REITs have seen their share prices improve as part of a broader market recovery. Standard & Poors estimates that the average discount to net asset value on US REITs narrowed to 5% by the beginning of December, from 16.7% only a month before. Nevertheless, there could still be plenty of upside on offer, given improving asset valuations.
With money to spend and a macro recovery now well in motion, PE is positioned to capitalize on these opportunities in 2021. Starwood Capital made the third-largest PE deal in the sector so far this year when it bought RDI REIT in a US$462 million take-private in February, having built a significant minority position in the trust during the first wave of the pandemic. And just this month, Starwood announced plans to acquire Invesco Office J-REIT through a takeover bid which values it at US$2.3 billion (including net debt), and to take the company private. If completed, the transaction would be the first takeover bid for a Japanese REIT with the end goal of delisting the REIT.
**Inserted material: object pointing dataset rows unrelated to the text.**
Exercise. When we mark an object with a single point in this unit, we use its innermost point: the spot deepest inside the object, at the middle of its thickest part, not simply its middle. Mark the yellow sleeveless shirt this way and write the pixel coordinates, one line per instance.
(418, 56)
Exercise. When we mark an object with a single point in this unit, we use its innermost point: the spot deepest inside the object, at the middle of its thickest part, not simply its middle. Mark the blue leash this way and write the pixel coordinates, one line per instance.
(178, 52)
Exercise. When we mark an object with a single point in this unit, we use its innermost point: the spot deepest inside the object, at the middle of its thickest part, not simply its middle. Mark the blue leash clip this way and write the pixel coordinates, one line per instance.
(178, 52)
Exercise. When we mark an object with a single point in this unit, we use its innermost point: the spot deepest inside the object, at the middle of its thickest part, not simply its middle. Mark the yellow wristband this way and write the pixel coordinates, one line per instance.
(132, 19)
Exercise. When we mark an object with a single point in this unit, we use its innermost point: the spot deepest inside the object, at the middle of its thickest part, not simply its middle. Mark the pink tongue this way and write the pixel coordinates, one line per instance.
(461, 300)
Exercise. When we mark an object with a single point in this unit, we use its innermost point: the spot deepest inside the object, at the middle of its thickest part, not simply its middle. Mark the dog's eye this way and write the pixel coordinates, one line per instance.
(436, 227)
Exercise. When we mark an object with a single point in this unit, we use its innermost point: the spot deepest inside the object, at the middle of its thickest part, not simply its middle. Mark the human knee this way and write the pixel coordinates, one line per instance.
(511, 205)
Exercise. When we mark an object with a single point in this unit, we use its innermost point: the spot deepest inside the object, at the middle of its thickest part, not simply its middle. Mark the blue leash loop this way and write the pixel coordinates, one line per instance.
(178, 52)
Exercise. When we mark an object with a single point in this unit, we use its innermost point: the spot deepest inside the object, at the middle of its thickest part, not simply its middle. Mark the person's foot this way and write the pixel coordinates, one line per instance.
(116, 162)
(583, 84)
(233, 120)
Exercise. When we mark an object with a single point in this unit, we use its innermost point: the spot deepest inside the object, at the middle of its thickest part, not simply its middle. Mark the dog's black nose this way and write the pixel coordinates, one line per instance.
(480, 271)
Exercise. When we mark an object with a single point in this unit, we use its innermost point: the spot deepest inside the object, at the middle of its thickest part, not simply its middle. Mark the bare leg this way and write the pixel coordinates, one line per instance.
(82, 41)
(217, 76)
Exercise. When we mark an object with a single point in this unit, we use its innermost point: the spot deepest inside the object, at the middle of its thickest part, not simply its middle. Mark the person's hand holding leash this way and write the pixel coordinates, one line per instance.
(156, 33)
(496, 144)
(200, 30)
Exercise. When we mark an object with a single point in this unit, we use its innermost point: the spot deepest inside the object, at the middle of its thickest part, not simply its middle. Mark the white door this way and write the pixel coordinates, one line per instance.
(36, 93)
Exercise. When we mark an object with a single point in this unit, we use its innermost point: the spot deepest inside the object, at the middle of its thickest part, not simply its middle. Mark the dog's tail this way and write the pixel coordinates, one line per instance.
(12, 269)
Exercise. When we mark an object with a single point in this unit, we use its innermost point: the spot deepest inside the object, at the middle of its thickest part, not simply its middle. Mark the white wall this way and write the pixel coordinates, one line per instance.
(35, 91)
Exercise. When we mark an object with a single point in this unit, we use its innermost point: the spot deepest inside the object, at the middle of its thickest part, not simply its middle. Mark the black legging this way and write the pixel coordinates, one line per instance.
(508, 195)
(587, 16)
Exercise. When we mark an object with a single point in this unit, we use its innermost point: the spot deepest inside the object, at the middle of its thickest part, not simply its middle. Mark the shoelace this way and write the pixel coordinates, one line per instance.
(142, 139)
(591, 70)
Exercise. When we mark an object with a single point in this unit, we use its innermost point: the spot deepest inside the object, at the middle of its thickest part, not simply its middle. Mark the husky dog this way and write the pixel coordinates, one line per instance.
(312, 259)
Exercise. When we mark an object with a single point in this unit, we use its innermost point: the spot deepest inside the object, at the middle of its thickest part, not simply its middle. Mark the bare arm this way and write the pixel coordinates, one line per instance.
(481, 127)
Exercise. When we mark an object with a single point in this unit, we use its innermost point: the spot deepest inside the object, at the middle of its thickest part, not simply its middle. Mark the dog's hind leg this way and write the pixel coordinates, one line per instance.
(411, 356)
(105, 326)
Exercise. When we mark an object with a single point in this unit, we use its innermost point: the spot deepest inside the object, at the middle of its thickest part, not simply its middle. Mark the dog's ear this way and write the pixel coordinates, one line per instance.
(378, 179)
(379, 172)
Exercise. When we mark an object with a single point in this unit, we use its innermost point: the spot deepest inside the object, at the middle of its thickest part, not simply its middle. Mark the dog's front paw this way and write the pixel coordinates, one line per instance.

The real estate industry remains in flux at the start of Q2 2021. Housing markets are on the upswing and interest in warehouses remains high, but commercial and office properties could face continued difficulties as government support schemes end and long-term behavioral changes like flexible working become more evident.
With vast quantities of dry powder and nimble approach to dealmaking, PE is well-positioned to take advantage of both the upswing and turnaround opportunities.